Move over, Oprah. From now until the end of the year, I will be writing about my favorite things from the year 2010.
This past summer, the New York Times ran a series called “Your Brain on Computers” that sought to identify how our ubiquitous digital devices are affecting our brains. The resulting stories indicate that technology is turning us into a society of impatient and distracted beings.
Like the articles suggest, our brains rarely have time to relax anymore as we seek to fill every second of every day with stimulus.
Here’s a bite from one of the articles:
When people keep their brains busy with digital input, they are forfeiting downtime that could allow them to better learn and remember information, or come up with new ideas.
As I have mentioned before, I suffer from low-grade anxiety. It’s something that rears its ugly head at random intervals. But lately I have noticed that it seems to be exacerbated by the myriad technology options I have at my disposal. Chalk it up to a reliance on technology (or two kids running around the house) or whatever. But it’s difficult to sit down and focus on a book, for instance, without my mind jumping from point A to point D, reminding me of everything that needs to be done.

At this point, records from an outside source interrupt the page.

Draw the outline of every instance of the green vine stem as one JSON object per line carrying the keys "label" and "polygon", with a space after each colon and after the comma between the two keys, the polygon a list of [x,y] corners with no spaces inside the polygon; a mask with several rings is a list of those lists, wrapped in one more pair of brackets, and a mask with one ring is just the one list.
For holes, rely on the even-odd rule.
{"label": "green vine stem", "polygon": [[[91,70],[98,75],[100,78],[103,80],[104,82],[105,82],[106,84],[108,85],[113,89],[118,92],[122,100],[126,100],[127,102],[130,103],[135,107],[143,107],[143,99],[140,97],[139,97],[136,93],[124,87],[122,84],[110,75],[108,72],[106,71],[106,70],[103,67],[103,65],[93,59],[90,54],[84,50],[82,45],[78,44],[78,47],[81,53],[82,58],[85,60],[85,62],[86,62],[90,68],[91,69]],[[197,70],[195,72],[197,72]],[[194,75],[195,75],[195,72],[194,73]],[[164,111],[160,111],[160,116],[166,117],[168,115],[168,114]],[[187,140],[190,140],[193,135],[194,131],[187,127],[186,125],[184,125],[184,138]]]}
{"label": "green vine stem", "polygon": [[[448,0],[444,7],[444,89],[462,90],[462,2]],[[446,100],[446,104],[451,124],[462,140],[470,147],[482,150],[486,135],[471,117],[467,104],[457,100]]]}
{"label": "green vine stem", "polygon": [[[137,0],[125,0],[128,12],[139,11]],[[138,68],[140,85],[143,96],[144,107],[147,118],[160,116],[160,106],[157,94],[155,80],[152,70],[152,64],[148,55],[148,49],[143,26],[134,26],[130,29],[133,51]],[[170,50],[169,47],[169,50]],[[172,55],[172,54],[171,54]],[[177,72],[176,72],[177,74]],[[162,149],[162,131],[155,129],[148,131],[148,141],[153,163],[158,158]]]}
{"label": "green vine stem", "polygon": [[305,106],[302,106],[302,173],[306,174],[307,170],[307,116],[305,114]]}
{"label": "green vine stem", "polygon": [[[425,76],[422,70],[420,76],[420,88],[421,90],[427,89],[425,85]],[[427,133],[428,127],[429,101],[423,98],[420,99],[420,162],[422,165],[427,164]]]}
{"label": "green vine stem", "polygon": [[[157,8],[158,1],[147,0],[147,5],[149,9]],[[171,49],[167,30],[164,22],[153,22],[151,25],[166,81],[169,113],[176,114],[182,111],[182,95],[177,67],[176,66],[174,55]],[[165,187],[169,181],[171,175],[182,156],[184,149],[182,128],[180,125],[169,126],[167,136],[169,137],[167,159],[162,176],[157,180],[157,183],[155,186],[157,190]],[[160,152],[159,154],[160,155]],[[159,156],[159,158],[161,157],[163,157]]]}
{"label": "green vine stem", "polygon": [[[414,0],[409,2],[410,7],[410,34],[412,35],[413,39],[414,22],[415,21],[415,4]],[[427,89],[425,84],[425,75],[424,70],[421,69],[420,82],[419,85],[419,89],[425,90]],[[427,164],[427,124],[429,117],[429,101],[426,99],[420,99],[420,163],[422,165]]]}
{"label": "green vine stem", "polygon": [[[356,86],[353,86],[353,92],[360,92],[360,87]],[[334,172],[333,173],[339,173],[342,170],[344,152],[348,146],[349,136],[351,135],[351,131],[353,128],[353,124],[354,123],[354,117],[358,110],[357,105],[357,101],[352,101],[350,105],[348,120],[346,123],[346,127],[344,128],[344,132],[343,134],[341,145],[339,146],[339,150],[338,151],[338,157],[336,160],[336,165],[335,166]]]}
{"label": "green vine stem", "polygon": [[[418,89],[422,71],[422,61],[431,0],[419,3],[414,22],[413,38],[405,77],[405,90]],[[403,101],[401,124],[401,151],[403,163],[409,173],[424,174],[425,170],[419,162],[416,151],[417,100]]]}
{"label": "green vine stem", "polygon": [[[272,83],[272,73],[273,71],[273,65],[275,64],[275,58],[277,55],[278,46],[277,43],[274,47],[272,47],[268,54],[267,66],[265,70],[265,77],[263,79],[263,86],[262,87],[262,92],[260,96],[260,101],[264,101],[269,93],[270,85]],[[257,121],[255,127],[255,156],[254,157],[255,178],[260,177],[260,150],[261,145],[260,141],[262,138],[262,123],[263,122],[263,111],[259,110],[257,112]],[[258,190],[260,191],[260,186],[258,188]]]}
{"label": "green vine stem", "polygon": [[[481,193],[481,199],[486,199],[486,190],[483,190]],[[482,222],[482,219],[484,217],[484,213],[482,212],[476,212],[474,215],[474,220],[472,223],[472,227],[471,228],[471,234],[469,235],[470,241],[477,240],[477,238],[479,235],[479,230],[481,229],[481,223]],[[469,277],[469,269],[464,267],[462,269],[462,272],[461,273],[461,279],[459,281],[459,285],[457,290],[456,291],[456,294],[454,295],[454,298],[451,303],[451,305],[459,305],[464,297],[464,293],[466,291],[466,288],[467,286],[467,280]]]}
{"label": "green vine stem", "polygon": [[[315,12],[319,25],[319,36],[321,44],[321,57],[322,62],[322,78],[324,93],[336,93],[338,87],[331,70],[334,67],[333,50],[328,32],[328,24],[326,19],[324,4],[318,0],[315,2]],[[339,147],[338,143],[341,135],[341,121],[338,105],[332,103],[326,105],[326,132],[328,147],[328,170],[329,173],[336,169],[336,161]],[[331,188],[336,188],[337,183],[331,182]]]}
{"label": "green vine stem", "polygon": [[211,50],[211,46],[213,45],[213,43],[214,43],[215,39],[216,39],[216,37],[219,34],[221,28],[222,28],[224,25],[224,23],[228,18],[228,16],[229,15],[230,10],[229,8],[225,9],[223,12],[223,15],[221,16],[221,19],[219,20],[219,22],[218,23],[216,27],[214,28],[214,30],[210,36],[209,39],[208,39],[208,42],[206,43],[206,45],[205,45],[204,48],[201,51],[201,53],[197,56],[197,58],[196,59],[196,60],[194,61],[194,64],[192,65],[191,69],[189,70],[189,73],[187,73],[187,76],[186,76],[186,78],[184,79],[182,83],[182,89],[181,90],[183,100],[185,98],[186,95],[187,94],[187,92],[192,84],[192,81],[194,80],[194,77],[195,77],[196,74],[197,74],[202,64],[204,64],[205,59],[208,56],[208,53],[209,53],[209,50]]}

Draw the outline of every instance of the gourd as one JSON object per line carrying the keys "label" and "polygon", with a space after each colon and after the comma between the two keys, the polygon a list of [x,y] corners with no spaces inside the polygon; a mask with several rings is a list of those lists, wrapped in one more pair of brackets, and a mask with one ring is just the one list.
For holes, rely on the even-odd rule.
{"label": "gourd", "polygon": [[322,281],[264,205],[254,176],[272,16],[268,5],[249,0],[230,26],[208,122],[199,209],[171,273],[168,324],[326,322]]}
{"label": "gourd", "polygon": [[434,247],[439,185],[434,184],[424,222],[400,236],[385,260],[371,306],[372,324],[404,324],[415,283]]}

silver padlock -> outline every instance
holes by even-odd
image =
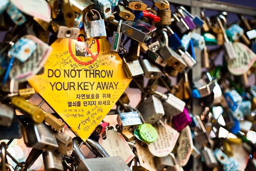
[[[151,39],[157,28],[141,20],[126,21],[122,24],[121,31],[126,36],[140,43]]]
[[[202,151],[202,156],[204,158],[204,160],[208,167],[214,168],[218,166],[217,160],[215,158],[214,151],[211,149],[204,146],[204,149]]]
[[[140,61],[140,65],[142,67],[145,78],[157,79],[162,75],[162,72],[157,66],[146,59]]]
[[[89,12],[95,12],[99,20],[88,21]],[[84,31],[87,40],[98,39],[106,37],[106,29],[104,20],[101,18],[99,12],[95,9],[92,9],[84,16]]]
[[[168,66],[181,72],[186,68],[187,65],[181,56],[168,46],[168,35],[165,31],[162,31],[163,35],[164,46],[159,50],[159,53]]]
[[[187,51],[185,51],[185,52],[180,49],[179,49],[178,51],[180,53],[181,58],[189,68],[192,68],[197,64],[196,60],[191,56],[190,54],[188,53]]]
[[[155,163],[158,171],[180,171],[180,166],[175,156],[172,153],[165,157],[155,157]]]
[[[146,123],[151,124],[159,120],[164,115],[161,100],[154,95],[144,100],[138,108]]]
[[[4,103],[0,103],[0,125],[9,127],[14,117],[14,109]]]
[[[45,170],[62,171],[62,154],[57,151],[45,151],[42,153]]]
[[[57,21],[52,20],[51,26],[58,38],[77,39],[80,29],[75,27],[68,27],[60,25]]]
[[[46,151],[53,151],[58,147],[54,135],[45,124],[36,124],[28,120],[23,123],[22,128],[27,146]]]
[[[117,122],[120,131],[131,132],[142,124],[140,116],[137,111],[134,111],[129,105],[124,104],[130,109],[129,112],[121,112],[121,106],[118,106],[117,111],[119,115],[117,117]]]
[[[153,62],[155,62],[156,64],[161,65],[161,66],[164,67],[166,66],[167,63],[163,59],[160,55],[157,52],[154,52],[151,50],[148,50],[147,52],[147,56]]]
[[[121,26],[123,20],[120,19],[118,22],[117,26],[117,31],[114,31],[112,37],[112,42],[111,42],[111,48],[110,50],[118,52],[122,47],[122,40],[123,36],[121,32]]]
[[[79,144],[81,142],[78,137],[73,139],[74,149],[72,156],[75,158],[78,166],[76,170],[100,170],[104,168],[105,170],[132,171],[120,156],[111,157],[100,144],[90,138],[87,140],[86,145],[92,152],[101,158],[86,159],[79,149]]]
[[[226,31],[225,30],[225,28],[224,28],[223,25],[221,23],[220,18],[224,19],[224,20],[225,20],[226,18],[224,16],[222,15],[220,15],[217,17],[218,22],[219,23],[219,25],[221,27],[221,30],[222,30],[222,32],[223,33],[224,39],[224,46],[227,55],[227,60],[233,60],[237,58],[237,55],[236,53],[236,51],[234,51],[234,47],[233,46],[232,42],[229,41],[228,38],[227,37],[227,34],[226,34]]]
[[[58,147],[57,151],[65,156],[70,156],[73,151],[73,142],[71,137],[56,132],[54,134]]]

Scientists are now starting to understand that a constant deluge of data can cause us to be unable to live in the moment, which, depending on your beliefs, is a key ability for living a balanced life. Staying tethered to your electronics, no matter how intoxicating it seems, can lead to forgetfulness and severe boredom when there is nothing to capture our attention.
Of course, boredom, in this case, can be good for your brain. A lack of interruptions can allow for more creativity. But those thoughts are zapped when you hear the ding that indicates a new e-mail.
By no means am I anti-technology. But the advances being made in this area give rise to the thought that maybe, just maybe, we are becoming too reliant on artificial stimulation.
It is my hope that as this science advances, we will learn more about how much technology is bad for us, and what we can do about it.
On that premise alone, this is one of my favorite things from 2010.